Measured with the Criterion benchmark in [`benches/walk.rs`](benches/walk.rs)
over a shallow clone of the mainline Linux kernel tree (100,871 entries across
6,201 directories, ~2.1 GB) with a warm page cache. Both `minifind` (defaults)
and GNU `find` run as subprocesses, so each pays process-startup cost; output
is discarded for both. 100 samples each:
```text
walk_linux_kernel/minifind time: [26.634 ms 26.702 ms 26.779 ms]
walk_linux_kernel/find time: [92.463 ms 92.998 ms 93.565 ms]
```
So `minifind` walks the tree in **~26.7 ms vs ~93.0 ms — about 3.5× faster**
(≈3.8M vs ≈1.1M entries/second). Reproduce with `cargo bench --bench walk`
(set `BENCH_WALK_DIR=/path/to/tree` to benchmark an existing checkout).
### Why it is faster
- **Parallel traversal.** GNU `find` walks on a single thread; `minifind`
fans out across all cores with its own work-stealing walker (one worker per
core, minus one thread reserved for output), overlapping directory reads.
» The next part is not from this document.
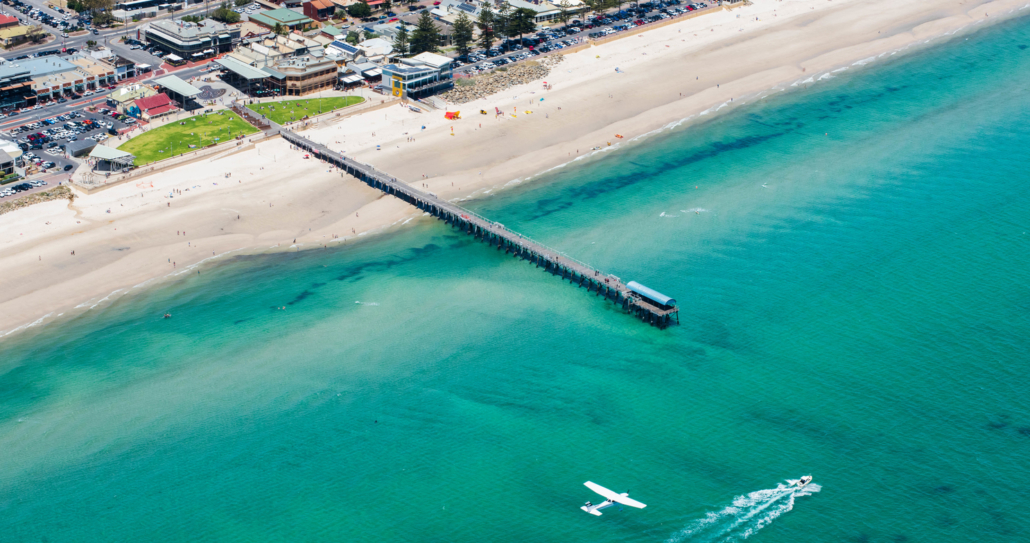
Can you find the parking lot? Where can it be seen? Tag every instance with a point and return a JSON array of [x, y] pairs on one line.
[[576, 32], [24, 188], [44, 142]]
On
this 8-thread machine that accounts for most of the gap — the advantage
scales with core count and shrinks toward parity on a 1–2 core host.
- **Purpose-built walker.** `minifind` uses its own walker (raw `getdents64`
via `rustix` on Unix, `std::fs` elsewhere) rather than a general-purpose
crate, so it carries no gitignore/hidden-file bookkeeping it does not need.
- **No extra `stat(2)`.** File-type filtering uses the `d_type` already
returned by `getdents(2)`, avoiding a per-entry `stat` for `-type`-style
matching.
- **Batched, lock-light output.** Matched entries are streamed to a dedicated
output thread in batches (amortizing channel synchronization), then written
straight into a 256 KB buffered writer with one copy per entry.
- **Fast allocator.** `mimalloc` keeps the unavoidable per-entry path
allocations cheap.
The warm-cache setup isolates CPU and syscall efficiency rather than disk
latency; on a cold cache both tools are bound by I/O and the gap narrows.